A coffee can therefore be like a beefsteak: raw (tartar), blue, rare, medium, overcooked or burnt. It can also be like a chocolate cake: runny, melting, soft, dry or also burnt... So there are coffees that are not roasted very much and others that are not, more roasted. 

Roasting makes the coffee taste good because it reveals certain characteristics of each coffee and makes the coffee more crumbly and therefore its substances more accessible. By burning the coffee, all the qualities of the coffee are hidden in favor of the tastes of burning and cooking: cigarette charcoal, rubber, dark chocolate, vanilla ... That's how it was done before and that's why the roasters were called burners. 

By cooking the coffee a little, we will choose, on the contrary, to reveal only the qualities of the coffee, but only partially: the greenest aromas (of the raw), the freshness (acidity).

 

During the roasting process, coffee undergoes two popcorn effects, the cracks. The coffee is considered cooked or roasted (crumbly), when it has passed the first crack. After the second crack, it is burnt. The closer the roast is to the first crack, the more it is said to be lightly roasted or clear, as it will have browned little. The closer it is to the second crack, the more it is cooked or roasted, dark and oily. You will have understood it, a medium roast is thus the one which is situated, in time of cooking, between the first and the second crack. 

Three criteria often guide the choice of the amateurs: the aromas, the vivacity (acidity) and the bitterness. 

You like bitterness, so choose strong coffees.

If you like liveliness and prepare your coffees in soft extractions, prefer light or medium roasts.

You like balanced coffees, drink espresso (by the way, do we say "espresso" or "espresso") as well as mild extractions, choose medium roasts. 

These are the foundations of an exciting and complex profession. 

 

 

At L'Arbre à Café we offer a roasting adapted to each coffee, a signature roasting. Some coffees will therefore be more or less roasted, i.e. with more or less green or cooked aromas (caramel, cereals, dried fruits....). 

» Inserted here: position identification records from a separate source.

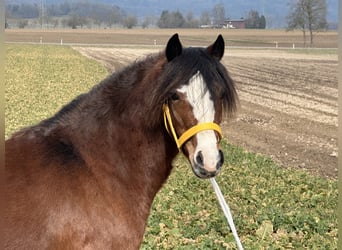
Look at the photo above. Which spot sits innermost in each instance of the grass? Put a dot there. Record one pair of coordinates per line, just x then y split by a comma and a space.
40, 79
273, 207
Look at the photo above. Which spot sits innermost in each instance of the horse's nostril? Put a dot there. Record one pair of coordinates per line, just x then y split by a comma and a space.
199, 158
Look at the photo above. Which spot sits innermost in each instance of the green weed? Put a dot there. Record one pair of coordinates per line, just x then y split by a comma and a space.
273, 207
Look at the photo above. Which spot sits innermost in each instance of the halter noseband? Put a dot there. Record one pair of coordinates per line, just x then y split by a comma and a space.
190, 132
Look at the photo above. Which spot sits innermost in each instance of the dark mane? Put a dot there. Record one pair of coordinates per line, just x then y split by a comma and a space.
140, 89
87, 176
182, 68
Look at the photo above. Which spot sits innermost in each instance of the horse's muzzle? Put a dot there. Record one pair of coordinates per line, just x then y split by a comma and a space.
203, 168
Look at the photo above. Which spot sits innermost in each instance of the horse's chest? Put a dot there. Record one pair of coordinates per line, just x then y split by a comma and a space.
93, 227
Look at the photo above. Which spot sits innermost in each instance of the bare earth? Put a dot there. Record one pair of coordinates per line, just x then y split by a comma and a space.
288, 103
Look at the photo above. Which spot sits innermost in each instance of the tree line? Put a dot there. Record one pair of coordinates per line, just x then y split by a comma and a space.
80, 14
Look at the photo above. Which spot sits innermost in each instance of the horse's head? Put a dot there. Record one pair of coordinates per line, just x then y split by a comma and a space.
198, 91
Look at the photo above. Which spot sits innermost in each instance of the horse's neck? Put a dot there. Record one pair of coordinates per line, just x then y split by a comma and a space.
122, 151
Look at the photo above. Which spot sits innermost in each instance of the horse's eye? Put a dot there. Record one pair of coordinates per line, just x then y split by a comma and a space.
174, 97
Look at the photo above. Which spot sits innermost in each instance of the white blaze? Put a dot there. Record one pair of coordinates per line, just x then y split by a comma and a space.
203, 107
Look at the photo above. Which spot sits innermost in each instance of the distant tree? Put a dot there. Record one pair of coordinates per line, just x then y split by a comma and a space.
307, 15
254, 21
74, 21
130, 21
171, 20
190, 21
205, 18
148, 20
22, 23
219, 14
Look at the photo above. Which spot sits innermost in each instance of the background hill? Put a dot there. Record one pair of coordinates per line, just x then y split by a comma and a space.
275, 11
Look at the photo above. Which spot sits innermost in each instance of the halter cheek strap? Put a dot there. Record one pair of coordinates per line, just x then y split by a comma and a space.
190, 132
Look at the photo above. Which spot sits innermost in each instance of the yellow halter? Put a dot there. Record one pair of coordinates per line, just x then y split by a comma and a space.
190, 132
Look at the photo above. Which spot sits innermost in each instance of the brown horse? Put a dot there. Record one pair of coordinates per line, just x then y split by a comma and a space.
86, 177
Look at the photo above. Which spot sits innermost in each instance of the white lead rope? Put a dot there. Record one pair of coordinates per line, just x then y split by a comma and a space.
226, 211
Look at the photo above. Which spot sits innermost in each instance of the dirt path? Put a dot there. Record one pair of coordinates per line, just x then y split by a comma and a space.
288, 103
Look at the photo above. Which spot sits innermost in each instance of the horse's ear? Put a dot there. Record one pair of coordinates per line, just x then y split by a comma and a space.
217, 48
173, 48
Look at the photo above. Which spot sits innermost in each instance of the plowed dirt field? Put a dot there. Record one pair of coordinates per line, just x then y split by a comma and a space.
288, 103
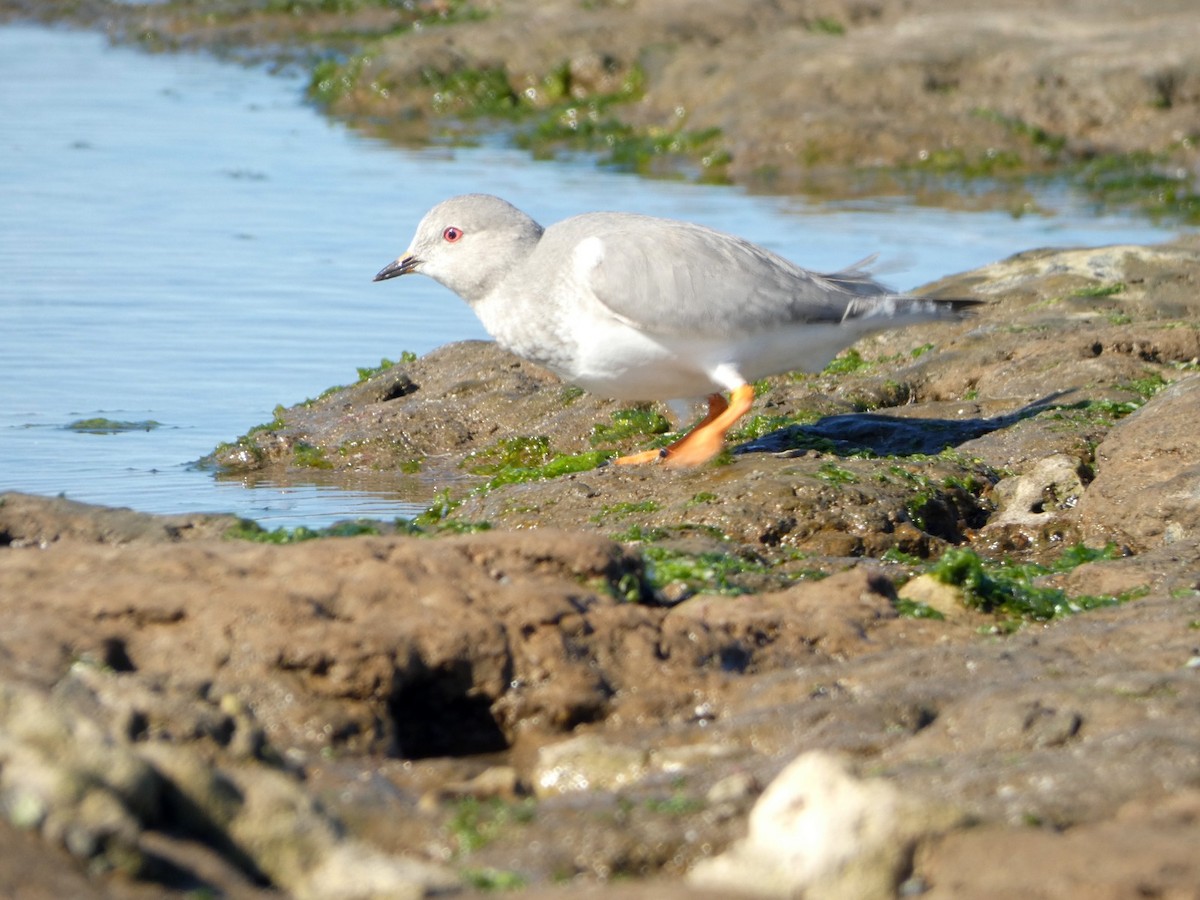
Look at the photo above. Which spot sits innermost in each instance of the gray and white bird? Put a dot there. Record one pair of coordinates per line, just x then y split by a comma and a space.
636, 307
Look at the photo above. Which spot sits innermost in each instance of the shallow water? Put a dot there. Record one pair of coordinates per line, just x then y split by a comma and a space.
186, 241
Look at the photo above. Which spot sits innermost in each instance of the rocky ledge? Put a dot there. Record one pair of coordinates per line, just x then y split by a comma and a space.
931, 628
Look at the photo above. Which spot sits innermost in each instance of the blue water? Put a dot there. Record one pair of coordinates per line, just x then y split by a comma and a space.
186, 241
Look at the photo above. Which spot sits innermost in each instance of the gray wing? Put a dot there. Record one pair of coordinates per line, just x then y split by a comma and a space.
676, 277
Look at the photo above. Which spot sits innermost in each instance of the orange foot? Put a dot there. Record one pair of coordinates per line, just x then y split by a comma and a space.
703, 442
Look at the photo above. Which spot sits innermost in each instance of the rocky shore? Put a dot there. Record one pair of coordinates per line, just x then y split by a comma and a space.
931, 628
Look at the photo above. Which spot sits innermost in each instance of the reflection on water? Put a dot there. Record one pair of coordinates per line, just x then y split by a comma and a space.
185, 241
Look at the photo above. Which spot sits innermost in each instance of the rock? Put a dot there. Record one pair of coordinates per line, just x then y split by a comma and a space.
821, 832
946, 599
1035, 498
587, 763
1147, 474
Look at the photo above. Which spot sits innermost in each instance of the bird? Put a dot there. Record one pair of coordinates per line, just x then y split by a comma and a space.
637, 307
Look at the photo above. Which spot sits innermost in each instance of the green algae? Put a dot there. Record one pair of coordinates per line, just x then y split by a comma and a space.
100, 425
1013, 589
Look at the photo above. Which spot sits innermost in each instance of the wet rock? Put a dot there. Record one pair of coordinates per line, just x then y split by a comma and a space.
1147, 474
821, 832
36, 521
588, 762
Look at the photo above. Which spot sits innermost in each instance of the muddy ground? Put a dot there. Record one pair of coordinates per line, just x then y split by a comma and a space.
750, 678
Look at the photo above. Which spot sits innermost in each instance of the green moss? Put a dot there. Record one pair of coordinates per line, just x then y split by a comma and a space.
310, 456
555, 467
569, 394
490, 880
633, 423
1101, 289
845, 363
641, 534
918, 352
833, 474
471, 93
1011, 589
709, 571
1147, 385
474, 823
621, 510
250, 531
826, 25
521, 453
917, 610
100, 425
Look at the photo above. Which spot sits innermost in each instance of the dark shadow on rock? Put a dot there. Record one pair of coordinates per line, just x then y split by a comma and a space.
881, 435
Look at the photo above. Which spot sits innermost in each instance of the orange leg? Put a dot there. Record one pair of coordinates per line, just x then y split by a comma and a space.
705, 441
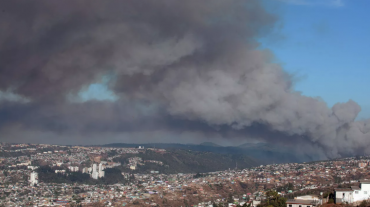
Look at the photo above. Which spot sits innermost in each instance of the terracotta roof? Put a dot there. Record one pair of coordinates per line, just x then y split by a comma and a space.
299, 201
355, 188
343, 189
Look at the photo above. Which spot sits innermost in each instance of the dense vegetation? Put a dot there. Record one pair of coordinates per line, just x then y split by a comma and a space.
262, 153
186, 161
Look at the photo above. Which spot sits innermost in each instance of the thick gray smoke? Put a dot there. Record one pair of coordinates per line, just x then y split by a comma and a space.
178, 67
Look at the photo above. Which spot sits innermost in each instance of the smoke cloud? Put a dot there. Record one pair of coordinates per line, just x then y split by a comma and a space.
180, 69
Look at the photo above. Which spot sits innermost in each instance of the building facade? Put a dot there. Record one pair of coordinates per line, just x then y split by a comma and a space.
353, 194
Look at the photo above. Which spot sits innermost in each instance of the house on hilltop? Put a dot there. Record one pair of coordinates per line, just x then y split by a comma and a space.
353, 194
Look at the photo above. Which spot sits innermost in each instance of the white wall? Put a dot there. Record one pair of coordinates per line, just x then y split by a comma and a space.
362, 194
346, 196
298, 205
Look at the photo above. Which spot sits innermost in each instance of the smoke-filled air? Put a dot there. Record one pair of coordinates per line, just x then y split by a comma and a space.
176, 71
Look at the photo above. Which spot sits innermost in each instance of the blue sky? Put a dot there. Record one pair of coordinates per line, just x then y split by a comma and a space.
326, 44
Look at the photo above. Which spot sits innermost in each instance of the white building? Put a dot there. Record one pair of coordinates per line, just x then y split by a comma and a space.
33, 178
94, 173
73, 168
97, 173
101, 172
353, 194
304, 201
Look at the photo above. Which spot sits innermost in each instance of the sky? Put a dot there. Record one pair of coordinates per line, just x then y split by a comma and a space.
326, 45
286, 72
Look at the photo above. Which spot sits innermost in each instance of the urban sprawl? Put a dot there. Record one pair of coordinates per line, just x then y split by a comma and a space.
54, 175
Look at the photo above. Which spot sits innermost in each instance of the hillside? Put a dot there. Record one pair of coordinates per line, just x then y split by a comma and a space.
185, 161
262, 153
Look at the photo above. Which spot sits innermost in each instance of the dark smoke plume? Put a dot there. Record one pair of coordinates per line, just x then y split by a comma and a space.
179, 69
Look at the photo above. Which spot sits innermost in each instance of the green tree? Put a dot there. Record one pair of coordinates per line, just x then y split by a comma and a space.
363, 203
273, 199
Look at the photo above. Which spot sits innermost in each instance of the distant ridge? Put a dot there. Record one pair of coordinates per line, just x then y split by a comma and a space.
264, 153
211, 144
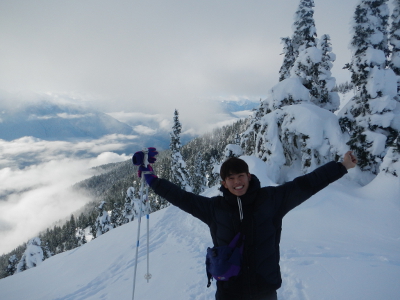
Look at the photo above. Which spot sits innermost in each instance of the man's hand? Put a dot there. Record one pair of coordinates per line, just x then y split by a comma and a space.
349, 160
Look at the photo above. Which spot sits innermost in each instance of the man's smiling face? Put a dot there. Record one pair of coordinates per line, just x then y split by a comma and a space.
237, 184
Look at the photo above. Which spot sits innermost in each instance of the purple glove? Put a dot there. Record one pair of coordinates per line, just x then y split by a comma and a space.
138, 157
148, 173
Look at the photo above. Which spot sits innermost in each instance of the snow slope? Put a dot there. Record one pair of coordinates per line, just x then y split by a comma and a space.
343, 243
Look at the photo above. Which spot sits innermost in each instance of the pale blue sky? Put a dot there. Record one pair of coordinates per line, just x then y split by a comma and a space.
167, 53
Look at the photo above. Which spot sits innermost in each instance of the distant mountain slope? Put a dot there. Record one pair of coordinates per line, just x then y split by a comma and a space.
58, 121
340, 244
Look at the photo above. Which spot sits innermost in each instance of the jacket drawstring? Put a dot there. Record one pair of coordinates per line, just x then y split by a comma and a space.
240, 208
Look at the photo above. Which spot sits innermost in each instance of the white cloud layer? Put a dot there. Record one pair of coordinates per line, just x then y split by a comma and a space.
156, 55
34, 196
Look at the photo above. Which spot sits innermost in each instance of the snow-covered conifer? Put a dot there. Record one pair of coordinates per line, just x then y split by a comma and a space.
116, 215
324, 83
81, 236
304, 31
102, 223
395, 41
288, 58
199, 181
391, 161
32, 257
131, 208
369, 117
232, 150
12, 265
178, 166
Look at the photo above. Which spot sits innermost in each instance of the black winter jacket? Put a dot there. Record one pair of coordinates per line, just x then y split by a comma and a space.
263, 210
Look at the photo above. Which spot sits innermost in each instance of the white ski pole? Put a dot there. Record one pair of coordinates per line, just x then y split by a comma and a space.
147, 276
142, 183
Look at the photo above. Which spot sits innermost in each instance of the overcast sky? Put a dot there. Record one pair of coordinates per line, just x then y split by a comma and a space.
145, 57
156, 54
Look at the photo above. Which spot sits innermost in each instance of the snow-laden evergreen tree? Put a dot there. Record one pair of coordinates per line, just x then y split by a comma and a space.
32, 256
199, 180
12, 265
391, 161
370, 117
304, 31
289, 57
131, 207
178, 166
232, 150
301, 137
322, 87
81, 236
116, 215
394, 41
248, 137
71, 241
103, 222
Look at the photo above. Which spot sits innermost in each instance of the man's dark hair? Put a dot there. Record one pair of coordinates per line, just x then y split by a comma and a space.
233, 165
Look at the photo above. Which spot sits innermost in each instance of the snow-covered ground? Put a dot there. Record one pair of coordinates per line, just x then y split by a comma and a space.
343, 243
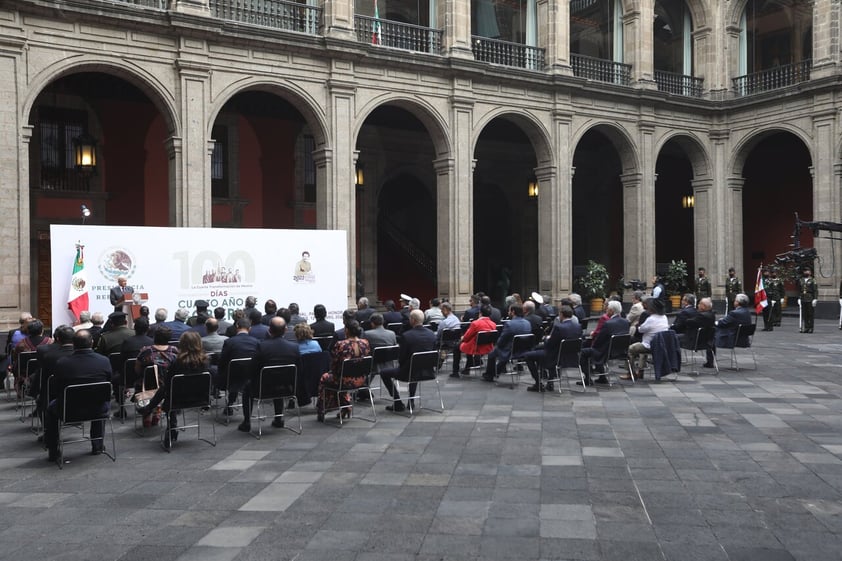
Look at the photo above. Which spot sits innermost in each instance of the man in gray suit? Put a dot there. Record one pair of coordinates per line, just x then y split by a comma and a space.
378, 336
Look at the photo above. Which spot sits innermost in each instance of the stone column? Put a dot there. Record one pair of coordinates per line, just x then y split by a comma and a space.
732, 230
455, 203
15, 135
826, 197
550, 226
554, 35
637, 39
826, 45
338, 18
703, 219
336, 201
455, 22
638, 257
190, 194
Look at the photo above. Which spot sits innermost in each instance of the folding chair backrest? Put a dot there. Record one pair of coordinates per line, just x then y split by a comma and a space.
618, 347
357, 367
487, 338
422, 366
324, 342
704, 335
23, 361
568, 352
382, 355
744, 335
522, 344
277, 381
86, 402
189, 391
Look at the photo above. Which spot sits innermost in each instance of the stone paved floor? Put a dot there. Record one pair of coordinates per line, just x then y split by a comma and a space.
744, 466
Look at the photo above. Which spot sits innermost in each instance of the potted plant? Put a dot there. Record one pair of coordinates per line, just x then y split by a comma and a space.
675, 281
594, 282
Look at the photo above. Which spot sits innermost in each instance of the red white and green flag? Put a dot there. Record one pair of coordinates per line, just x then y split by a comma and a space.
77, 297
377, 32
760, 301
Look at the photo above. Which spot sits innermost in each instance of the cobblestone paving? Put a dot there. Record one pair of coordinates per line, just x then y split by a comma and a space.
742, 466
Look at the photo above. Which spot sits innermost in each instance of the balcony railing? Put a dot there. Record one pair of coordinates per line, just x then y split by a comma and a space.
278, 14
157, 4
773, 79
397, 35
601, 70
507, 53
679, 84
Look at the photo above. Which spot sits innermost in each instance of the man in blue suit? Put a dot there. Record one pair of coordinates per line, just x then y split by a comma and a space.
415, 339
241, 345
83, 366
546, 357
273, 351
503, 350
598, 351
726, 328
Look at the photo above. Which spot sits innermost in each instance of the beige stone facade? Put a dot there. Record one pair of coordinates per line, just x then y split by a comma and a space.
190, 63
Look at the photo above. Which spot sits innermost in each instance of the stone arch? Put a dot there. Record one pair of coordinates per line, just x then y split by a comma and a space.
430, 117
141, 78
531, 126
619, 138
693, 147
299, 98
744, 147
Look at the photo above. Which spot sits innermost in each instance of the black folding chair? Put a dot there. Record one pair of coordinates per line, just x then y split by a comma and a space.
86, 403
187, 392
276, 382
357, 370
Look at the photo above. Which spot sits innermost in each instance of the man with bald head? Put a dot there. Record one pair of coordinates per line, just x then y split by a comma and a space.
413, 340
273, 351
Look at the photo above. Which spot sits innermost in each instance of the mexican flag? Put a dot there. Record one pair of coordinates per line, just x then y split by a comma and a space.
377, 33
77, 297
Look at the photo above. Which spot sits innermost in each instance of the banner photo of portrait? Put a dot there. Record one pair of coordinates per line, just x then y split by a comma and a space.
174, 267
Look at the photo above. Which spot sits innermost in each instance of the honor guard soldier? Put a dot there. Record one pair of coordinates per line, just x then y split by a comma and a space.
808, 292
733, 286
775, 293
703, 288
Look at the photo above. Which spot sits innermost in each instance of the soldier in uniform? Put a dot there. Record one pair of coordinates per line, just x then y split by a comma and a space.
703, 288
767, 311
733, 286
808, 292
775, 294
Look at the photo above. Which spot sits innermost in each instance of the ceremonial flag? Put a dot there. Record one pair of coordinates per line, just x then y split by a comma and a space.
77, 298
376, 34
759, 293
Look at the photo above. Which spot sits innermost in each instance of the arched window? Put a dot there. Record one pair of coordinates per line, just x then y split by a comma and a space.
672, 38
775, 34
596, 29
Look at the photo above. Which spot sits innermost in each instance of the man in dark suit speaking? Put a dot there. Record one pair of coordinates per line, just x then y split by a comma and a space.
84, 366
415, 339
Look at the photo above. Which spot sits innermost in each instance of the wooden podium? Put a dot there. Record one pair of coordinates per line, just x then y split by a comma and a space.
132, 307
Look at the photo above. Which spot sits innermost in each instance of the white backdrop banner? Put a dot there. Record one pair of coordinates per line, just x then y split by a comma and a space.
177, 266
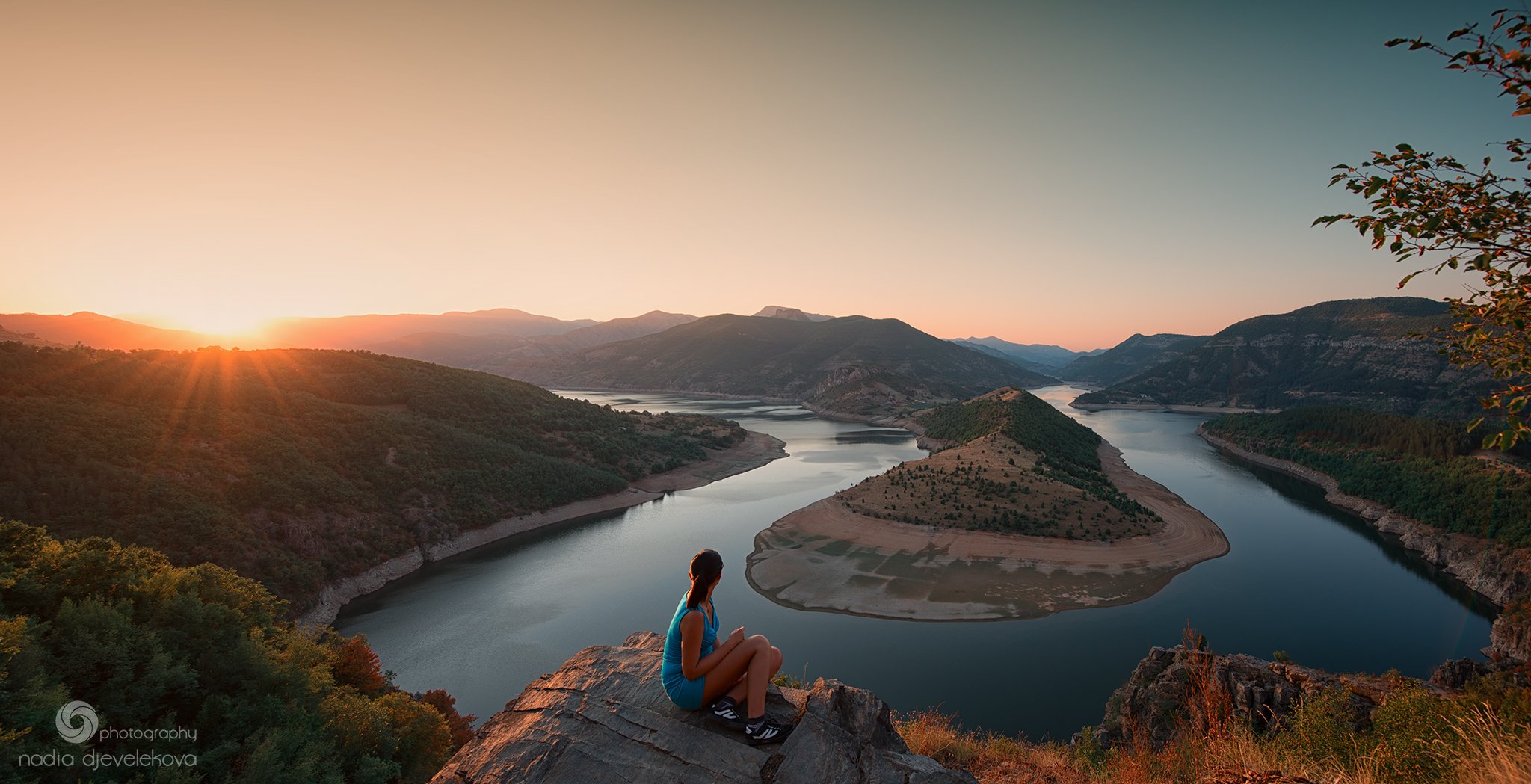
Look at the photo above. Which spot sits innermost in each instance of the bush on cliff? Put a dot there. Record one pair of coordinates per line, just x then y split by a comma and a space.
153, 646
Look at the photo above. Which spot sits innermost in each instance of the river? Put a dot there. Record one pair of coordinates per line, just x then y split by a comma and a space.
1300, 578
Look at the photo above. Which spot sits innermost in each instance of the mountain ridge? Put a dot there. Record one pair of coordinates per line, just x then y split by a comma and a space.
853, 365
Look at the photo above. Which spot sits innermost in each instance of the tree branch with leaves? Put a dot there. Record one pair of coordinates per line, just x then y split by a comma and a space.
1459, 216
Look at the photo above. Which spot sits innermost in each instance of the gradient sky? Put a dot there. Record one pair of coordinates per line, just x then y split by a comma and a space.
1044, 172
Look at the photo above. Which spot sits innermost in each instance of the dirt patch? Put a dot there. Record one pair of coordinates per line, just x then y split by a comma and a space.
901, 570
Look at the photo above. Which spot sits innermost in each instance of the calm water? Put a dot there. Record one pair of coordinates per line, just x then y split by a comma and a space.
1299, 578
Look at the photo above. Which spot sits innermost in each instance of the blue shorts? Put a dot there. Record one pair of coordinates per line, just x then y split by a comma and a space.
686, 693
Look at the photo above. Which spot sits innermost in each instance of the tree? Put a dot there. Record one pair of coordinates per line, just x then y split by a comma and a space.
1464, 216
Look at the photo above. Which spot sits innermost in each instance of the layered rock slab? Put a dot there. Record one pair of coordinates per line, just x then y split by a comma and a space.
605, 717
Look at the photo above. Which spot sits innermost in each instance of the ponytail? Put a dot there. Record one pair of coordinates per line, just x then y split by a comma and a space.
705, 567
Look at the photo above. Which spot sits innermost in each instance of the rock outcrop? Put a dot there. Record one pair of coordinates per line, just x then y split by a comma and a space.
605, 717
1176, 685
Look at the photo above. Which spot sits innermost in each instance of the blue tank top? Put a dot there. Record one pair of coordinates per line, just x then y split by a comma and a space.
670, 670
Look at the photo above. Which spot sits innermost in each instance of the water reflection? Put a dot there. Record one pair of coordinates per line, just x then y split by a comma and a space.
1299, 578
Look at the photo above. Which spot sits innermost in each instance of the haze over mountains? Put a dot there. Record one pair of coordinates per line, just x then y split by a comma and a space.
850, 365
1352, 353
1340, 353
1040, 357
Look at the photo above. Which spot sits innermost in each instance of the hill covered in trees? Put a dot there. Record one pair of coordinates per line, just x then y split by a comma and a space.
848, 365
301, 467
1018, 466
1351, 353
197, 649
1423, 469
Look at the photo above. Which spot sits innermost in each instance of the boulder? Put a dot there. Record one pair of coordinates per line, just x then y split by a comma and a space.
1177, 688
605, 717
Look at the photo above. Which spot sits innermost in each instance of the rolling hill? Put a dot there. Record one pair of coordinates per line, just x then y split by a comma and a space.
850, 365
1041, 357
102, 331
299, 467
1129, 357
1354, 353
476, 353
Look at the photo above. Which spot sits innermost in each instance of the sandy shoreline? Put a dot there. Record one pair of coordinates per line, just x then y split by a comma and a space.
755, 451
828, 558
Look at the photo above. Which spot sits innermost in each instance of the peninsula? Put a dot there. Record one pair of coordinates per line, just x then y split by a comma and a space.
1031, 515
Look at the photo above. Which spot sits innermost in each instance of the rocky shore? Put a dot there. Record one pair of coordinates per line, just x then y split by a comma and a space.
755, 451
1496, 572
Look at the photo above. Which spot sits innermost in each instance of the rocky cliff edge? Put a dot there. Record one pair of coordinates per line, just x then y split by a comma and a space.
605, 717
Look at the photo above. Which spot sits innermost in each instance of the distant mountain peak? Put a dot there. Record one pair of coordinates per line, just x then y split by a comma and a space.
795, 315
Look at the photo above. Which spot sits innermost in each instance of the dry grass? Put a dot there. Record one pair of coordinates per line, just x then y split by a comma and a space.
1213, 746
991, 759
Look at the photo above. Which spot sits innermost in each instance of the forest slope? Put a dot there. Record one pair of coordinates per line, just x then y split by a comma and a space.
1351, 353
848, 365
299, 467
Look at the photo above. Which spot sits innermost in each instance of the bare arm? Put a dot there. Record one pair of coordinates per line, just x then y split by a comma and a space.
692, 665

When coffees have extreme intrinsic qualities, or when they are particularly good in soft extraction, then we roast them in a clearer way, that is to say by revealing above all their fruity, floral notes and their great freshness.

This is the case of the Geisha, the Oro de Santa Barbara, the Gedeo, the Manana.

 

On the other hand, coffees like Huista, Iapar or Chakra as well as blends have medium roasts favoring a balance between body and freshness and all aromatic families.